Objectives: The effect of delayed analysis on cerebrospinal fluid (CSF) white blood cell (WBC) count and glucose has never been studied in neonates.
Design: Prospective cohort study.
Setting: Level III newborn unit.
Patients: Neonates undergoing lumbar puncture were enrolled after consent. CSF was analysed at baseline (30 minutes) for protein, WBC and glucose; and from the same sample for WBC and glucose after a lag of 2 h and 4 h after lumbar puncture. Those with traumatic/inadequate CSF were excluded. Subjects were classified in three groups (n = 20 each) based on baseline WBC count: no WBC, 1–30 WBC and >30 WBC/μl. Analysis was by repeated-measures ANOVA.
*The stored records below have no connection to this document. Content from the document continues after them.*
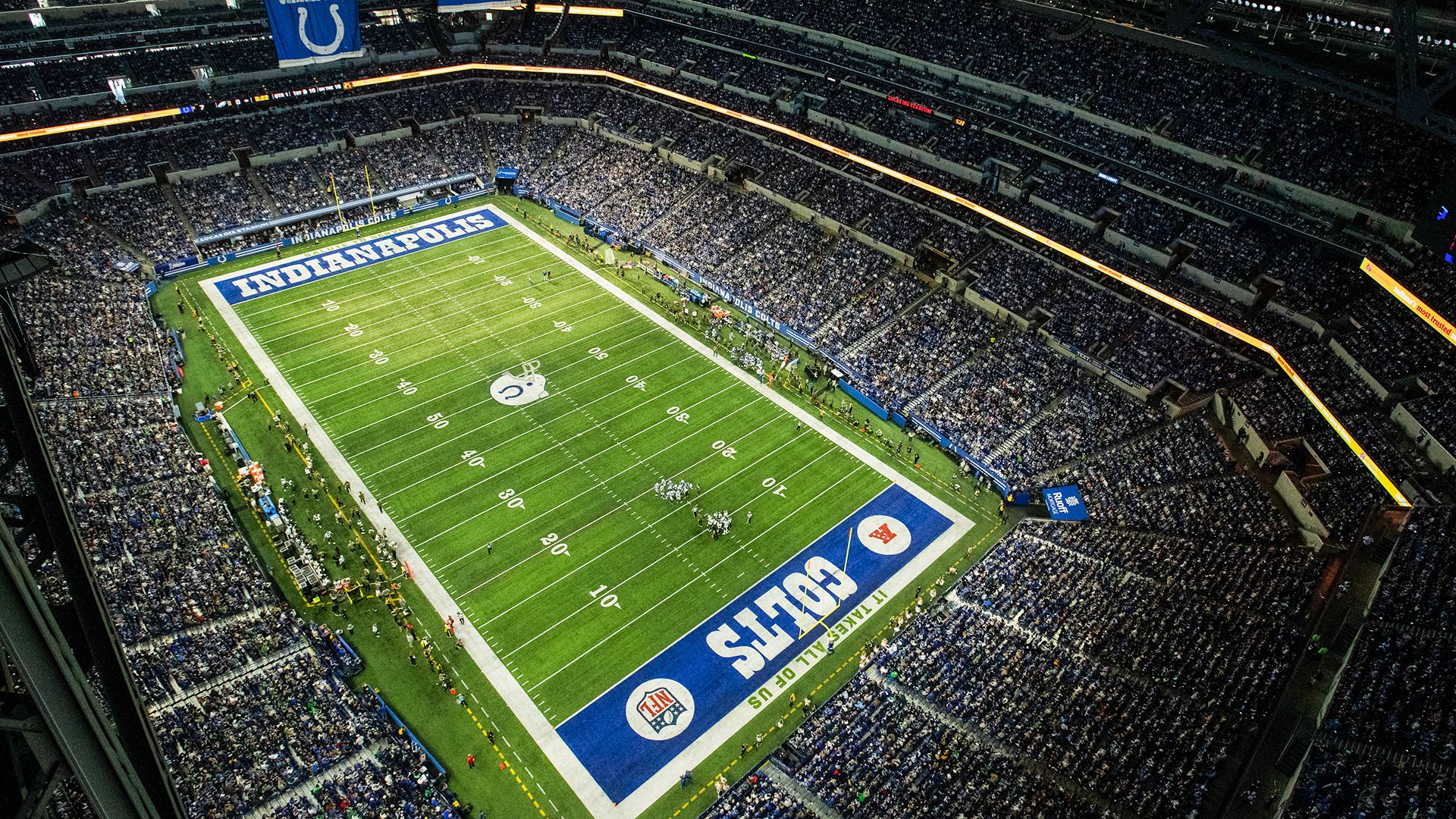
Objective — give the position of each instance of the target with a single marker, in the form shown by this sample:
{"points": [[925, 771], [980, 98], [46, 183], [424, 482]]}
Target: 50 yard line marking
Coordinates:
{"points": [[536, 428], [468, 385], [522, 493], [504, 416], [392, 373]]}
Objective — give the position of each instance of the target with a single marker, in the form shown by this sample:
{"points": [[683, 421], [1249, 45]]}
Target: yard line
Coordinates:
{"points": [[737, 472], [519, 463], [468, 385], [533, 457], [337, 284], [510, 413], [670, 553], [599, 482], [391, 375], [389, 321], [680, 589], [381, 270], [609, 308]]}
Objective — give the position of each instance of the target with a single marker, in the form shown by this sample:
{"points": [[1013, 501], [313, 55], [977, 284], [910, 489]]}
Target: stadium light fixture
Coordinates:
{"points": [[1008, 223]]}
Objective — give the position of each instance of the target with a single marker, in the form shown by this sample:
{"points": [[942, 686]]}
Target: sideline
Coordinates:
{"points": [[506, 684]]}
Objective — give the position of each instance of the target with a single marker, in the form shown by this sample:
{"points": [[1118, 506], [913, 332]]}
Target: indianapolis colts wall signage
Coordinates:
{"points": [[315, 31]]}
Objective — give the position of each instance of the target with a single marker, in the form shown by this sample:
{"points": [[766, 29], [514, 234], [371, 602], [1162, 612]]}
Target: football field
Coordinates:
{"points": [[513, 433]]}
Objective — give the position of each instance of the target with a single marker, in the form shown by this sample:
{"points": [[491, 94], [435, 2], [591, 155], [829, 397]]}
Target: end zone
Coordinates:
{"points": [[695, 694]]}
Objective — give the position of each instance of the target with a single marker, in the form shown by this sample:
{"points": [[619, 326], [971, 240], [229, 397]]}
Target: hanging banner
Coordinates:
{"points": [[1065, 503], [315, 31]]}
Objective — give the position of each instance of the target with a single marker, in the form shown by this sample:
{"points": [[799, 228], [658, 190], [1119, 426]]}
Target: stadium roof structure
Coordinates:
{"points": [[1397, 496]]}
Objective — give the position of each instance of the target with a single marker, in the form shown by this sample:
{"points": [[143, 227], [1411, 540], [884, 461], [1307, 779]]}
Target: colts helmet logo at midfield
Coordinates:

Results: There was a significant decline in mean (SD) CSF glucose from baseline to 2 h and 4 h (41.0 (19) to 38.3 (19) and 36.2 (20) mg/dl, respectively) and WBC count (36 (45) to 28.6 (38) and 23.8 (34) cells/μl, respectively; both p<0.001). CSF glucose and WBC declined in all three groups (p<0.001). High baseline CSF WBC (p<0.001) and protein (p<0.001) was associated with a more rapid decline in the levels of CSF WBC, but not glucose. True CSF parameters could be predicted from 4-h parameters: “baseline glucose 5.4 + 0.98 (4-h glucose)” (adjusted R2 97.2%, p<0.001) and “baseline WBC 1.3 (4-h WBC) +0.05 (protein)” (adjusted R2 98.8%, p<0.001). In group 3, a diagnosis of meningitis (based on pleocytosis) would be missed in 52.6% and 78.9% subjects at 2 h and 4 h, respectively.
Conclusions: CSF WBC count and glucose decrease significantly with time. Reliance on WBC counts of delayed samples can result in underdiagnosis.